Voltaire a bien vite quitté la demeure de la marquise, retournant à son ancien domicile. Non pas qu'il compte sur l'assistance du couple Dumoulin, ses logeurs chafouins. Mais l'aide du gros abbé Linant, son ancien secrétaire prisonnier dans leur grenier, peut s'avérer utile. Encore qu'il pense davantage à s'empiffrer. Voltaire va successivement se faire engager chez l'écrivain Montesquieu puis chez l'épistolière Mme du Deffand, profitant que tous deux soient bigleux. Il ne profitera guère de l'hospitalité du comte d'Argental, fera quelques dépenses au frais de Maupertuis, avant de s'installer chez des nonnes. S'il doit se grimer, c'est facile pour ce Fregoli avant l'heure qui pense posséder “les plus belles fesses de la littérature française.”

Quoi qu'il en soit, Voltaire doit garder un œil sur sa belle Émilie, invitée à résider chez Hérault, tout en menant son enquête. La jolie marquise n'aurait jamais dû recevoir cette luxueuse “maison de poupée”, décorée avec soin, garnie de petits personnages. Le service de surveillance du courrier a mal dirigé ce précieux objet. Avec la bénédiction du lieutenant général Hérault, Voltaire se renseigne chez une modiste malgracieuse, puis chez l'artisan qui fabriqua cette merveille de jouet. Restant officiellement recherché, sous menace d'embastillement, Voltaire frôle l'arrestation chez un perruquier saxon qui se fait son complice.

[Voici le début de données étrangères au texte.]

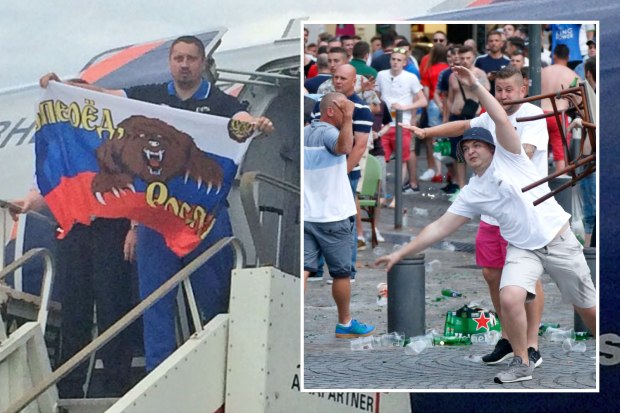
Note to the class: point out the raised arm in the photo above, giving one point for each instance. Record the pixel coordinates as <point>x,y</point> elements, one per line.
<point>345,137</point>
<point>447,130</point>
<point>506,134</point>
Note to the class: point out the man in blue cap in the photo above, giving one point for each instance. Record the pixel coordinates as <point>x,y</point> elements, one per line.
<point>539,238</point>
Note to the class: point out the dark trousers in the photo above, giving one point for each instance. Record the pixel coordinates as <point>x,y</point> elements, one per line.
<point>210,283</point>
<point>92,270</point>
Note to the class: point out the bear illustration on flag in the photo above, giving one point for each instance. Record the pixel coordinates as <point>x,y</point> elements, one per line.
<point>99,155</point>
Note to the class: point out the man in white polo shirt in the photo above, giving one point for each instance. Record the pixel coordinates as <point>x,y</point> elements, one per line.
<point>539,237</point>
<point>490,245</point>
<point>329,208</point>
<point>401,90</point>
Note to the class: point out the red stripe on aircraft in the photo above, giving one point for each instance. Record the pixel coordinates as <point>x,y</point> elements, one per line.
<point>103,68</point>
<point>480,3</point>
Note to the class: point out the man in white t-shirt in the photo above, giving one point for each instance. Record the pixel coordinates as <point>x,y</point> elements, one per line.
<point>539,237</point>
<point>490,246</point>
<point>329,208</point>
<point>402,90</point>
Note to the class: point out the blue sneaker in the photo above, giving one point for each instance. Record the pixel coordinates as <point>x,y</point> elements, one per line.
<point>356,329</point>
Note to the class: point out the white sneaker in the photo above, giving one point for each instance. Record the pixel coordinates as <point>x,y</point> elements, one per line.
<point>428,175</point>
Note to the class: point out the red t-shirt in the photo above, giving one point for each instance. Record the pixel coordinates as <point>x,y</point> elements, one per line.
<point>431,76</point>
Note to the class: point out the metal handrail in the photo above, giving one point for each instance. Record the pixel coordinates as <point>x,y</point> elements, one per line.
<point>246,191</point>
<point>257,74</point>
<point>129,318</point>
<point>46,284</point>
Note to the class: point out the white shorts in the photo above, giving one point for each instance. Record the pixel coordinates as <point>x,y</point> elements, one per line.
<point>562,259</point>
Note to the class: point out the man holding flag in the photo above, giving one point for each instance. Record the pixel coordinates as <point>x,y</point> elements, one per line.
<point>189,185</point>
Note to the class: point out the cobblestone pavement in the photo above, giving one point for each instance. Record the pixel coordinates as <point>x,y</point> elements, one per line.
<point>329,363</point>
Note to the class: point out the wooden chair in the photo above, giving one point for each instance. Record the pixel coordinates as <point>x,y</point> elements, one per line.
<point>369,194</point>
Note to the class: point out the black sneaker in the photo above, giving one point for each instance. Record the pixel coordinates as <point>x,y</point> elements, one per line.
<point>502,351</point>
<point>408,189</point>
<point>534,356</point>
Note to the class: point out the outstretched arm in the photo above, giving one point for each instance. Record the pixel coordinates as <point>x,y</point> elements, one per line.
<point>345,142</point>
<point>506,133</point>
<point>448,130</point>
<point>436,231</point>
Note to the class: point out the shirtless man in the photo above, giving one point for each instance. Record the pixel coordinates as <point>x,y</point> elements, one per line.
<point>455,102</point>
<point>553,79</point>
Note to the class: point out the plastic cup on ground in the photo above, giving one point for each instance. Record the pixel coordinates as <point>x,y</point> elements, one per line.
<point>362,343</point>
<point>415,347</point>
<point>571,345</point>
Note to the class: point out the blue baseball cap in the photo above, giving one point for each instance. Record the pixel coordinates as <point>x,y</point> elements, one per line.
<point>474,134</point>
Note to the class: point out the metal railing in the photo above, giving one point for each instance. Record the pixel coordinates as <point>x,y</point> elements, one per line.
<point>253,211</point>
<point>128,318</point>
<point>46,284</point>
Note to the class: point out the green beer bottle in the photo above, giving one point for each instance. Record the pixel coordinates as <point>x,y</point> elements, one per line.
<point>451,341</point>
<point>450,293</point>
<point>544,326</point>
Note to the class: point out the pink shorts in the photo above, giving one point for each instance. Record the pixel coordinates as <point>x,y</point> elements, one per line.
<point>490,246</point>
<point>388,140</point>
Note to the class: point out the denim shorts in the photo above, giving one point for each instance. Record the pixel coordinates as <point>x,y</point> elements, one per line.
<point>333,240</point>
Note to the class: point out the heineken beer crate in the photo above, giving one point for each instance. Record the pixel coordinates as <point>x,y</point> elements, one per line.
<point>467,321</point>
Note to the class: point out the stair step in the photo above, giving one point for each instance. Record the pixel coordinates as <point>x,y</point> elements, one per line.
<point>86,405</point>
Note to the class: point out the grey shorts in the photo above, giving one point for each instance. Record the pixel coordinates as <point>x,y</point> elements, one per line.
<point>333,239</point>
<point>562,259</point>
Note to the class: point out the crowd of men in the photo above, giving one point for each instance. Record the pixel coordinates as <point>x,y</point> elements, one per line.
<point>452,92</point>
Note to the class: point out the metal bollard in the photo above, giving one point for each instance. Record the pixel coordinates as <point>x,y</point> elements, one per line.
<point>590,254</point>
<point>406,296</point>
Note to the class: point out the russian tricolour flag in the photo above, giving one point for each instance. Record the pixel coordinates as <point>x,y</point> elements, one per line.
<point>99,155</point>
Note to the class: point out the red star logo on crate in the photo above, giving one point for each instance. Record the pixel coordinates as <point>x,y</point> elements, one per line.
<point>482,321</point>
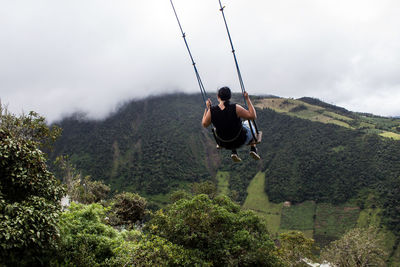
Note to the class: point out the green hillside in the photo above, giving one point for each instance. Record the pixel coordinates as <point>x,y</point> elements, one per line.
<point>315,155</point>
<point>318,111</point>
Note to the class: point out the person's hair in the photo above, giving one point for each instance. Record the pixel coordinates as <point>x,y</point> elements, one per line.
<point>224,93</point>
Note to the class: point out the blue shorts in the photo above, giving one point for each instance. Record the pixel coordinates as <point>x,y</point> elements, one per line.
<point>249,135</point>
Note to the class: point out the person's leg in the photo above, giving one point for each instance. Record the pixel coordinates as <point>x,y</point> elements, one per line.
<point>235,156</point>
<point>254,153</point>
<point>249,139</point>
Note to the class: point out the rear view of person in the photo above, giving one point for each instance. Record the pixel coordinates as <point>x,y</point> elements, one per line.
<point>231,132</point>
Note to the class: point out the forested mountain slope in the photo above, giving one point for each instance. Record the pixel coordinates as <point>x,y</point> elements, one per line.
<point>310,150</point>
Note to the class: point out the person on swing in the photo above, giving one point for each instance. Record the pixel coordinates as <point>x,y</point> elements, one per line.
<point>231,133</point>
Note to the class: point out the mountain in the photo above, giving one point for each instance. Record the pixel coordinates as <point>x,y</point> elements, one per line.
<point>311,151</point>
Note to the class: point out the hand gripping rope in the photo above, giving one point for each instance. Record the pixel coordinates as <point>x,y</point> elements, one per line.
<point>238,72</point>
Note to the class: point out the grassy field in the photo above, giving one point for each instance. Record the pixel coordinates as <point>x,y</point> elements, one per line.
<point>257,200</point>
<point>386,127</point>
<point>223,183</point>
<point>299,217</point>
<point>394,136</point>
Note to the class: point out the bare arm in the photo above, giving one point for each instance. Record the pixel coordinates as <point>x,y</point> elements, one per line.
<point>206,121</point>
<point>244,113</point>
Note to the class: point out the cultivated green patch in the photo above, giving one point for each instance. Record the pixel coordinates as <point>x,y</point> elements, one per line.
<point>257,200</point>
<point>298,217</point>
<point>331,221</point>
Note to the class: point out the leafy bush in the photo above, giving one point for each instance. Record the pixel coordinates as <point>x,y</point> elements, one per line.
<point>128,208</point>
<point>218,230</point>
<point>29,194</point>
<point>358,247</point>
<point>85,238</point>
<point>154,251</point>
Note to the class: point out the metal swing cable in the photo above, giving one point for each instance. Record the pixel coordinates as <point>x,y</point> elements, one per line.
<point>202,90</point>
<point>237,69</point>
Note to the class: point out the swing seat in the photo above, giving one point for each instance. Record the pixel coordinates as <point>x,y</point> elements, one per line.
<point>253,142</point>
<point>257,140</point>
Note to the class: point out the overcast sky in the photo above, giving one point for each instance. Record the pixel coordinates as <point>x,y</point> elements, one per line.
<point>60,56</point>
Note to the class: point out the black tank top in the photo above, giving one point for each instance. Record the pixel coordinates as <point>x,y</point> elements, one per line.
<point>230,132</point>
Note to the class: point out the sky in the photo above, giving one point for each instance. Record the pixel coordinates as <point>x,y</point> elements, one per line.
<point>58,57</point>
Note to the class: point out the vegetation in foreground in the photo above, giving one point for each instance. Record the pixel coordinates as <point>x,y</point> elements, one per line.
<point>197,229</point>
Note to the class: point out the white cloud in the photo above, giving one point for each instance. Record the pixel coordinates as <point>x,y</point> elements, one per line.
<point>59,56</point>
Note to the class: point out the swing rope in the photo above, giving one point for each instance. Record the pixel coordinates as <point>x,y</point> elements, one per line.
<point>202,89</point>
<point>238,70</point>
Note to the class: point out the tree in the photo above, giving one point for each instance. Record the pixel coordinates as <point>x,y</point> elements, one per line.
<point>86,240</point>
<point>294,247</point>
<point>153,250</point>
<point>128,208</point>
<point>80,189</point>
<point>29,194</point>
<point>217,230</point>
<point>358,247</point>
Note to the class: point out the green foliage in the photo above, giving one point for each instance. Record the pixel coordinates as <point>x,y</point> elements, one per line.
<point>79,188</point>
<point>258,201</point>
<point>128,208</point>
<point>294,247</point>
<point>208,188</point>
<point>154,251</point>
<point>144,149</point>
<point>333,221</point>
<point>29,194</point>
<point>358,247</point>
<point>217,230</point>
<point>85,238</point>
<point>299,217</point>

C'est donc ladite “maison de poupée” qui s'avère empoisonnante. Du moins, en la tripotant, faut-il se méfier d'insidieux dards mortels. Émilie du Châtelet finit par situer la demeure ayant servi de modèle à ce remarquable jouet. Déserté aujourd'hui, l'hôtel particulier de Parolignac fut le sinistre lieu d'un crime, dit-on. Serait-ce dans les salons mondains que Voltaire trouvera les preuves de ce qui pourrait bien être un complot ?…

Frédéric Lenormand : Élémentaire, mon cher Voltaire ! (Éditions J.C.Lattès, 2015)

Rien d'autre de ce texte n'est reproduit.